This happens every time the Captain goes away. For the first few days, I'm dealing with a child with separation anxiety and trying to make things consistent. Then, for the bulk of the separation, I'm in my groove, getting things done, falling into comfortable routines, occasionally dropping Rosemary's Baby with a sitter so I can have a day to buy groceries and get a head start on the Christmas shopping. And then the last 3 weeks is upon me and my body realizes I'm in the home stretch and gives me permission to give in to the exhaustion. This is where the proverbial you-know-what hits the fan.
When my brain catches up and realizes my body is screaming "ENOUGH!!", it wants to help me out. And I love it for that. Unfortunately, in these situations (and many others), my brain is like a friend who means well with her indulge-yourself advice, but just ends up getting me into trouble, and lots of it. When I want to sit on the kitchen floor and blubber for an hour about how I just want the Captain to come home and take me on a date to Boston Pizza, instead of reminding me I'm mere DAYS away from sitting on the couch with him watching Dexter and eating cheesy popcorn, my brain says "You know what? I think you deserve a new wardrobe!" And that's no good.
And you know what I learned this evening? I'm not the only one.

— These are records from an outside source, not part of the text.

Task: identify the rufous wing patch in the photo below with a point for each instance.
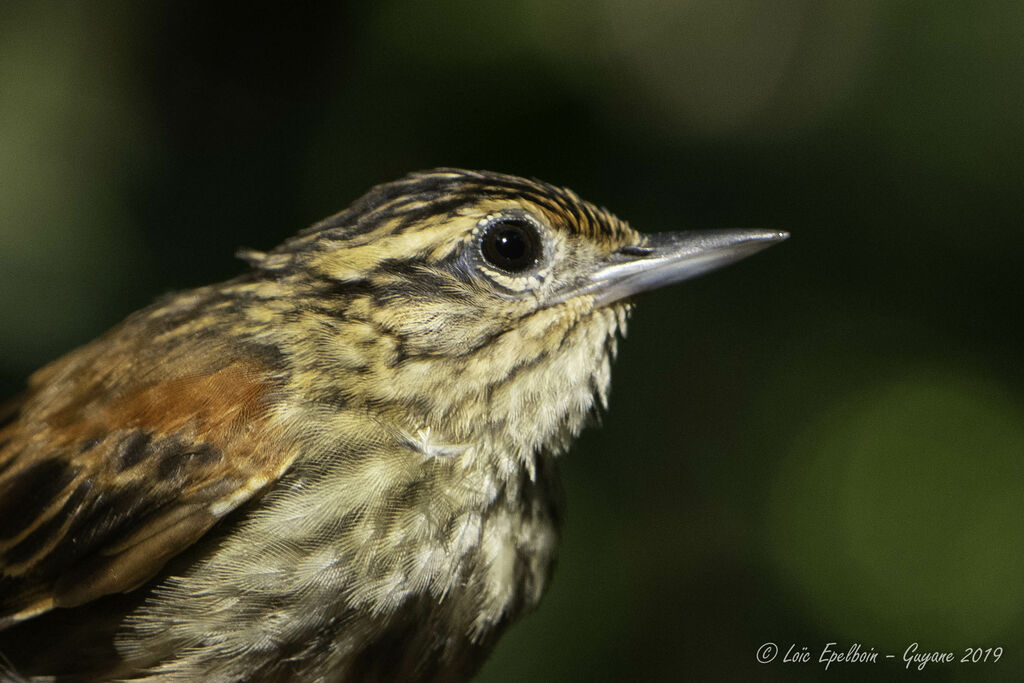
(98, 495)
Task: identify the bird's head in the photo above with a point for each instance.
(475, 299)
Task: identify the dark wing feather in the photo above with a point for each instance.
(101, 482)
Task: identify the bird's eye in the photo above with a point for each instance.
(512, 246)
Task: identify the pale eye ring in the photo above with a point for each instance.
(512, 245)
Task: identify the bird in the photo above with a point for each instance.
(340, 465)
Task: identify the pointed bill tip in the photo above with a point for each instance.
(671, 257)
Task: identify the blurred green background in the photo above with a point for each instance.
(822, 443)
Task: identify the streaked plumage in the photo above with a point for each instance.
(371, 413)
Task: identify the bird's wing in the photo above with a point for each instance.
(101, 485)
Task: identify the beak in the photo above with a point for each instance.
(668, 258)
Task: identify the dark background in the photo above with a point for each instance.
(822, 443)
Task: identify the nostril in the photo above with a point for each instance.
(636, 252)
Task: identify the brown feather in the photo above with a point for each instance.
(97, 496)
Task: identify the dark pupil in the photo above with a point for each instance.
(511, 246)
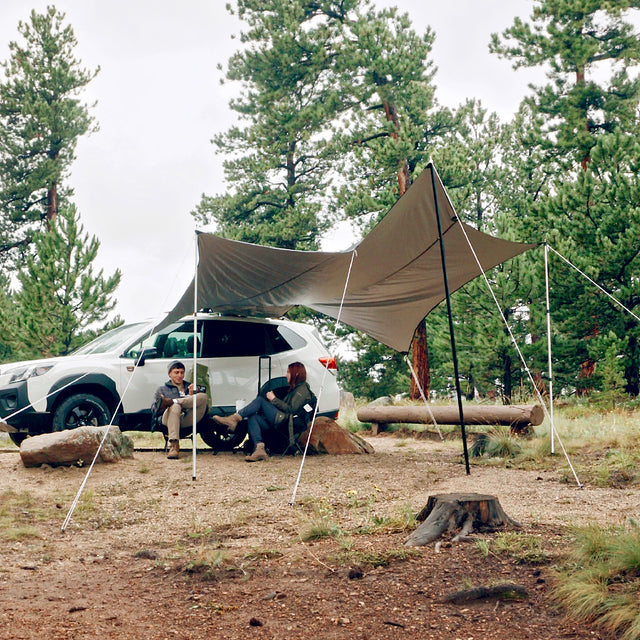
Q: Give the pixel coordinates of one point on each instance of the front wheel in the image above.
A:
(81, 410)
(218, 438)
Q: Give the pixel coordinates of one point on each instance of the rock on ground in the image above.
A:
(76, 446)
(328, 436)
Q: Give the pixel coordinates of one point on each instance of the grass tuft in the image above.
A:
(598, 584)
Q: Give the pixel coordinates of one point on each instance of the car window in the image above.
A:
(111, 340)
(283, 338)
(232, 339)
(174, 341)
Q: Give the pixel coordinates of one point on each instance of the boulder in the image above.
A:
(76, 446)
(329, 437)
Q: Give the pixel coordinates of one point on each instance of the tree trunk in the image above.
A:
(420, 362)
(419, 352)
(631, 373)
(507, 383)
(52, 205)
(462, 512)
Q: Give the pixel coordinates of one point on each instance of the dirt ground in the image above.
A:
(151, 553)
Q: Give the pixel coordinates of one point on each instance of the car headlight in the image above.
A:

Many, many moons ago, when the Captain and I were first married, he was working 60 hours a week at a local newspaper, making sweatshop wages, and I was in school full-time and working at a horrible little coffee shop in a mall until all hours and making next to nothing as well. We had rent to pay, tuition to scrape together and the dream that someday we'd be able to afford our very own acreage in the middle of nowhere. Some nights, he'd come pick me up and we'd hem and haw about whether we should go through the Wendy's Drive-Thru. We knew we shouldn't be spending the $8 (or eating greasy fries at 11PM), but when you're that tired and that demoralized, it's hard to be sensible. So we'd get our burgers and go back to our cruddy 70's throwback of an apartment (vinyl-cushioned walls and a pull-out shuffleboard, anyone?!), watch Letterman and wonder if it'd ever get better. And this is just like that.
The Captain told me tonight he was trying to keep his eating-out to once a week, but it wasn't hard to read between the lines. After nearly 2 months of heating himself up an instant Hamburger Helper in his depressing room every time he got hungry, his resistance was wearing thin. He misses us and he's exhausted too, and in the back of his mind, there's a voice telling him to give in and indulge in the only thing he has at his disposal to make it all better: delicious restaurant eats.
So, how to make it through the final few weeks without blowing the budget and creating even more stress when the Captain does finally waltz back in and dump his stuff everywhere? Sadly, it seems the only answer is boring old willpower.
But I have lots to do before the Captain returns. A house to clean, dogs to bathe, kids to keep alive. And if I can focus hard enough on this, I SHOULD be able to avoid the shopping spree that will undoubtedly work against me in the divorce proceedings. And then perhaps our military family reunion will be easy and pleasant.
That is, unless he's eating a porterhouse right now.